7. Furthermore, the resin composition according to claim 1, 2, or 6, wherein the resin composition contains glass fibers in a proportion of 10 to 50% by mass.

8. The resin composition according to claim 1, 2, or 6, wherein the polyalkylene terephthalate resin comprises a polybutylene terephthalate resin.

9. The resin composition according to claim 1, 2, or 6, wherein the (A) thermoplastic resin comprises a polycarbonate resin and / or a styrene-based resin.

10. The resin composition according to claim 1, 2, or 6, wherein when the resin composition is molded to a thickness of 2 mm, the absorption rate determined according to formula (A) at a frequency of 76.5 GHz is 40.0 to 100%. Formula (A) [Math 1] (In the above formula (A), R represents the return loss measured by the free-space method, and T represents the transmission loss measured by the free-space method.)
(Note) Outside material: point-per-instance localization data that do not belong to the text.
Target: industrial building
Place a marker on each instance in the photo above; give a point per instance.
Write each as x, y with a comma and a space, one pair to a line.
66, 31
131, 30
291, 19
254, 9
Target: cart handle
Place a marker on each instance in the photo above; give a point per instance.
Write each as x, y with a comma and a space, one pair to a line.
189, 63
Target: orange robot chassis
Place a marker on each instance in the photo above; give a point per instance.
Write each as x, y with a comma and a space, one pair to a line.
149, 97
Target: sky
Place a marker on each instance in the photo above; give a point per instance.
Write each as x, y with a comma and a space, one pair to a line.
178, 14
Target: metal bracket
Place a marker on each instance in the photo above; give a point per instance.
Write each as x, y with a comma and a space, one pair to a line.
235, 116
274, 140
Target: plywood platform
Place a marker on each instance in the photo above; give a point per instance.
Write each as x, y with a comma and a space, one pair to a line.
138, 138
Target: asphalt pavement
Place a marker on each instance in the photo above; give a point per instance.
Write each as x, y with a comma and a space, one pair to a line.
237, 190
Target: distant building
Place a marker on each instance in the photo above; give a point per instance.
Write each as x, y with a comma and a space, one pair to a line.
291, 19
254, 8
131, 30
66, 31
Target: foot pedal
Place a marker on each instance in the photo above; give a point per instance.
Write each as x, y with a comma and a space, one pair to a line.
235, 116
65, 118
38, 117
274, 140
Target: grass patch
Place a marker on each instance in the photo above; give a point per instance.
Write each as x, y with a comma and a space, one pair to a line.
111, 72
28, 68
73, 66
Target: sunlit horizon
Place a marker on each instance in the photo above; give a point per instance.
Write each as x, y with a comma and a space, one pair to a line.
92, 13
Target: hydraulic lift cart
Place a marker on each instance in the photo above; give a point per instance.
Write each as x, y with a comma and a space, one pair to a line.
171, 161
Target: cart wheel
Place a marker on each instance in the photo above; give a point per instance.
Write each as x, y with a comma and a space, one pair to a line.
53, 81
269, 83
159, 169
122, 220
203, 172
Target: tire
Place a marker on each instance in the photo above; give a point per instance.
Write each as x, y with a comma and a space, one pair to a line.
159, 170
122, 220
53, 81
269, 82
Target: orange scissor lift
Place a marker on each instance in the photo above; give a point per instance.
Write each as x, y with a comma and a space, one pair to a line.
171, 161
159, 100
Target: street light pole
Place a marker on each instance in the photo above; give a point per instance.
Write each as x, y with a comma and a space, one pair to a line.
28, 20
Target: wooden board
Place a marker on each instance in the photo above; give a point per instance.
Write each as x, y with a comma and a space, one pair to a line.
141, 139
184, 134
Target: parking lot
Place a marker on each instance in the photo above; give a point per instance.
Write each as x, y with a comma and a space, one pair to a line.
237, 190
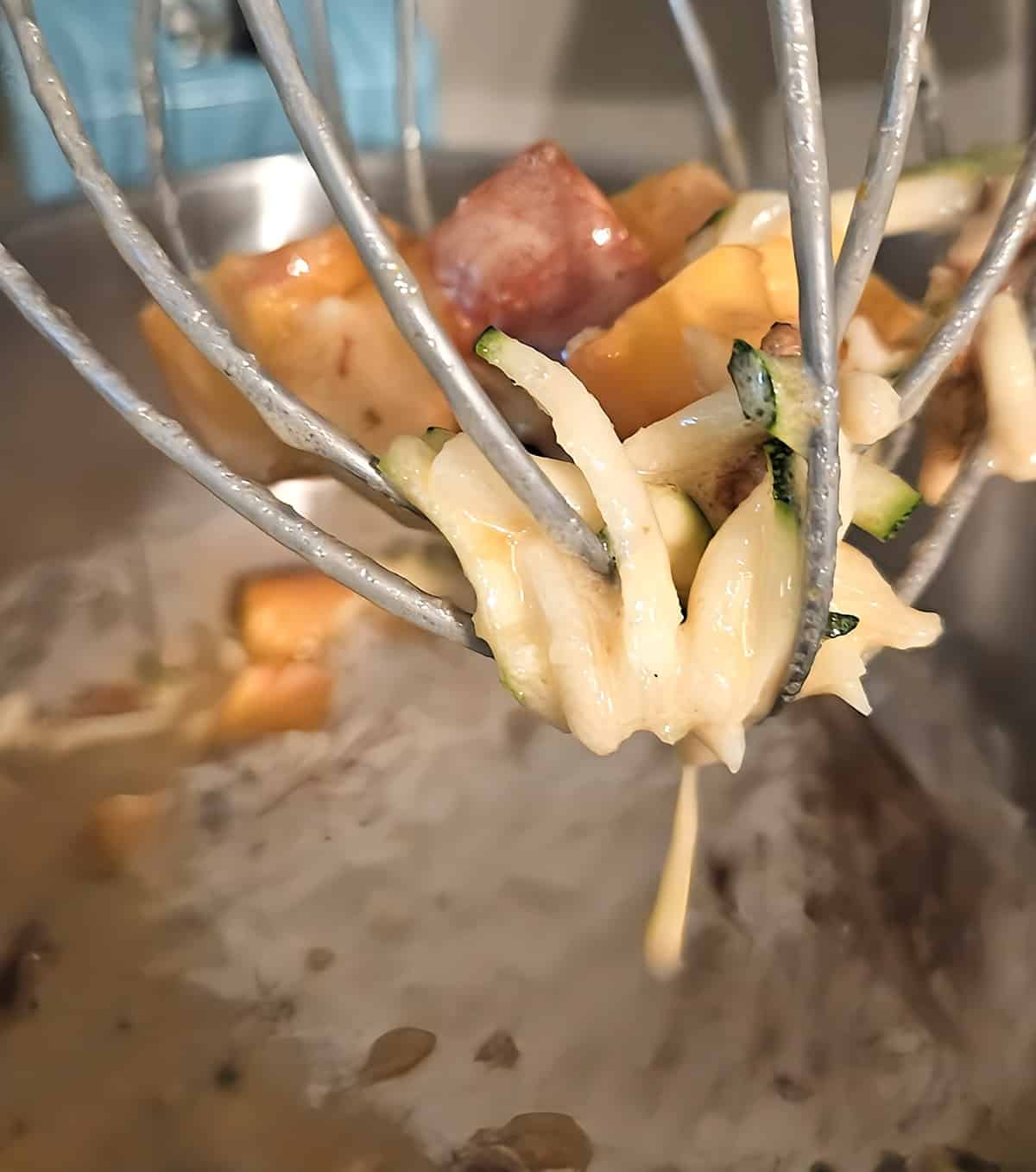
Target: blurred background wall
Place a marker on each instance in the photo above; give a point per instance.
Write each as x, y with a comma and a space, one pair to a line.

11. The content of (B) conductive filler in the resin composition is 0.1 to 40% by mass. The content of (C) non-conductive thermal conductive filler in the resin composition is 12 to 60% by mass. The conductive filler (B) comprises at least one selected from the group consisting of carbon nanotubes, conductive carbon black, carbon nanostructures, and graphene. The (C) non-conductive thermal filler comprises at least one selected from the group consisting of talc, boron nitride, magnesium oxide, aluminum oxide, and silicon nitride. Furthermore, the resin composition contains glass fibers in a proportion of 10 to 50% by mass, The polyalkylene terephthalate resin includes polybutylene terephthalate resin, The thermoplastic resin (A) comprises a polycarbonate resin and / or a styrene-based resin. The resin composition according to claim 1, wherein when the resin composition is molded to a thickness of 2 mm, the absorption rate determined according to formula (A) at a frequency of 76.5 GHz is 40.0 to 100%. Formula (A) [Math 2] (In the above formula (A), R represents the return loss measured by the free-space method, and T represents the transmission loss measured by the free-space method.)

12. Pellets formed from the resin composition according to claim 1, 2, 6, or 11.

13. A molded article formed from the resin composition according to claim 1, 2, 6, or 11.

14. An electromagnetic wave absorber formed from the resin composition according to claim 1, 2, 6, or 11.

15. An electromagnetic wave absorber formed from the pellets described in claim 12.